Verse 10
"Go ye up upon her walls, and destroy; but make not a full end: take away her branches; for they are not Jehovah's."
Due to its importance, we shall take a careful look at this verse. Note the figure of pruning the grapevine, "Take away her branches," the ones that do not pertain to Jehovah. The figure here is not that of destroying the vine completely, but that of pruning it severely. This is important in refuting the speculations that would delete the pledge here that God would not allow the complete destruction of Judah. Not only here, but in Jeremiah 5:18 below, and in Jeremiah 4:27 above, this pledge is given no less than three times. It is one of the most important things in Jeremiah. It meant that all of the glorious promises to the patriarchs would yet be fulfilled in that "righteous remnant" announced by Isaiah, which would indeed return from Babylon and form the nucleus of the New Israel in Jesus Christ.

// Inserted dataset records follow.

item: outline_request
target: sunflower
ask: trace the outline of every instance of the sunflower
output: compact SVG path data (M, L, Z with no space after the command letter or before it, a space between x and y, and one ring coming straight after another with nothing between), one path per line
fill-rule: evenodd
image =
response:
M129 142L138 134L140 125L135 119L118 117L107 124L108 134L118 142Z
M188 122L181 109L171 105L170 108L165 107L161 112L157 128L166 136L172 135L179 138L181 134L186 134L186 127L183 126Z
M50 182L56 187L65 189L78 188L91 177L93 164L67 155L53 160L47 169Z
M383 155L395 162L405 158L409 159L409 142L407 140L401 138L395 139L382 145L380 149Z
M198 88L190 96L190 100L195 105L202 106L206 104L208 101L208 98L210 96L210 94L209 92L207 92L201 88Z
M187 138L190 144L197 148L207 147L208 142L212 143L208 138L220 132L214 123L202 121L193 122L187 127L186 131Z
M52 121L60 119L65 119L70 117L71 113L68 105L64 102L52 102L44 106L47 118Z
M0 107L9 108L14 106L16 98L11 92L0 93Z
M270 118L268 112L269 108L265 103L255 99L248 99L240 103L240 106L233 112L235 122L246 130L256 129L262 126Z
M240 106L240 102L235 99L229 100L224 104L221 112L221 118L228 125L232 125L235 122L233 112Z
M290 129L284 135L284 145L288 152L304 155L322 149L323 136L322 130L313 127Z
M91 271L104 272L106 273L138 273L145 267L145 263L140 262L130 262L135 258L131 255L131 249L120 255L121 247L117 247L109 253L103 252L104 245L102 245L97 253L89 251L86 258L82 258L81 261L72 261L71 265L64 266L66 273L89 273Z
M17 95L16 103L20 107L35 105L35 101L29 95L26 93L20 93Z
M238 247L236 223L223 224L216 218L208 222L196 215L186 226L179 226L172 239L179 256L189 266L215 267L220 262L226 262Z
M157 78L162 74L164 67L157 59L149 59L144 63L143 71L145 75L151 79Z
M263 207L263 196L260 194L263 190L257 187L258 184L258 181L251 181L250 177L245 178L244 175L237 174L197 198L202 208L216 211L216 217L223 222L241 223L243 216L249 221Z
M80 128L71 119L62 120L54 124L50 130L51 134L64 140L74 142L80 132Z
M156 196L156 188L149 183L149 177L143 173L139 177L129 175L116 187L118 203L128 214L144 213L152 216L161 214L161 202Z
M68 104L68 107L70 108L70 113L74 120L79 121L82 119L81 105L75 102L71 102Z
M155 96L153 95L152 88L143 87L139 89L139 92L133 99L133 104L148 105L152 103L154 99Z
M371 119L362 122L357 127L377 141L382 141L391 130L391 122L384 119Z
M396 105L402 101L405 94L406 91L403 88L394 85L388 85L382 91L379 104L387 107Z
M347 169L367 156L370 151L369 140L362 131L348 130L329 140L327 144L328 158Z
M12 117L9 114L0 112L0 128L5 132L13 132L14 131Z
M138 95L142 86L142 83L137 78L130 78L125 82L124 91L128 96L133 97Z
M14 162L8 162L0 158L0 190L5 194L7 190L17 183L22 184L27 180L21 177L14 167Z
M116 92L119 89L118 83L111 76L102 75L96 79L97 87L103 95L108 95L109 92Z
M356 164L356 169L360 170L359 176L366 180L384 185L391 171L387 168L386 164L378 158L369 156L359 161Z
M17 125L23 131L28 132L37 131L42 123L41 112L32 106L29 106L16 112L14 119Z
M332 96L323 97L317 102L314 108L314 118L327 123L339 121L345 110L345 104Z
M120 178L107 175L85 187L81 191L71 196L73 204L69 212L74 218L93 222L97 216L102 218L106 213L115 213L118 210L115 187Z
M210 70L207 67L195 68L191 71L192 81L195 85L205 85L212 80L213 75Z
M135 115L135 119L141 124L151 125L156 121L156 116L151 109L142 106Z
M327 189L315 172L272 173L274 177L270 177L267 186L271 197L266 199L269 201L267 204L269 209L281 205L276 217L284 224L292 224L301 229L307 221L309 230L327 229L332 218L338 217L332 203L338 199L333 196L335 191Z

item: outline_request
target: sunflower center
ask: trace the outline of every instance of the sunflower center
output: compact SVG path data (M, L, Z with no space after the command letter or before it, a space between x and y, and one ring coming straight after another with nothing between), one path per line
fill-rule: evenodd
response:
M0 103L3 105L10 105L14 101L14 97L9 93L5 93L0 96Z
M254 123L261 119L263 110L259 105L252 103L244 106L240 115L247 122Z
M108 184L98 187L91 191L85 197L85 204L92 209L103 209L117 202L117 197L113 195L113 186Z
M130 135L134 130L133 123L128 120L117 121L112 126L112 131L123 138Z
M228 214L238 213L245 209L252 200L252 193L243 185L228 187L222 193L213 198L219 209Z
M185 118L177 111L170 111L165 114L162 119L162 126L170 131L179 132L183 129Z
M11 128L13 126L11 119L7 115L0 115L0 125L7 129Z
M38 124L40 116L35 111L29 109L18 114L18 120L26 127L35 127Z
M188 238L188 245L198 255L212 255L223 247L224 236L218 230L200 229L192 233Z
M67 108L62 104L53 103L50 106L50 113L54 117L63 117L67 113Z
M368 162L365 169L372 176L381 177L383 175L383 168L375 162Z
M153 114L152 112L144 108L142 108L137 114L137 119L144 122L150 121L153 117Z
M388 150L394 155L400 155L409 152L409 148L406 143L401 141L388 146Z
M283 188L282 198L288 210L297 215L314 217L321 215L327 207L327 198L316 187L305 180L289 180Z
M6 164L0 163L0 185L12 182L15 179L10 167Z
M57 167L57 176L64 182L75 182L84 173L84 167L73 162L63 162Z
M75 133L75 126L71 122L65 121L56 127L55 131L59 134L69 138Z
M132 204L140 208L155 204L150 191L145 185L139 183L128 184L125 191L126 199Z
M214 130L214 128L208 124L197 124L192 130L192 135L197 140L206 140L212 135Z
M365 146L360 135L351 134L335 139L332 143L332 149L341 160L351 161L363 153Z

We shall note together what the critics have said about this pledge of "no full end" in both Jeremiah 5:10 and Jeremiah 5:18. Robinson stated that, "Like many similar remarks, this seems to be a later insertion meant to qualify the rigor of the destruction in Jeremiah 5:17."[15] On this expression in Jeremiah 5:10, Hyatt declaimed, "The word `not' is probably a mitigating gloss."[16] Notice the absolute lack of evidence cited in support of these presumptuous and arrogant denials of what the Word of God says. Fortunately, this type of blatant denial has been tempered significantly by current critics, who still mention the old prejudice against these pledges, but point out reasons for rejecting them.
Feinberg, for example, mentioned the old canard about those pledges in Jeremiah 5:10,18. being "later additions or glosses"; but immediately added that, "That view lacks MS authority; furthermore the immediate context speaks of pruning not of destroying the vine." (This comment, written in 1965, shows how far we have come from the arrogant denial of Robinson in 1924). Why do not the critics ever tell us that no MS authority whatever backs up their devices against these verses but that the, "Syriac, Septuagint, and Arabic versions all agree with the words, `Destroy, but make not a full end'? (See Adam Clarke's Commentary on the Bible (London: T. Mason and G. Lane, 1837), p. 369). We learned long ago that the strict fairness of radical critics cannot be counted upon. We also appreciate what Ash said about this: "Some suggest that the word `not' be deleted from Jeremiah 5:10; but since the vine was not uprooted, the idea of its continued existence can be supported from the rest of the verse."[17]
We shall be happier when Christian scholars no longer feel it is necessary to pay lip service to those old shibboleths of the radical critics. They have already been long discredited and rejected by believers.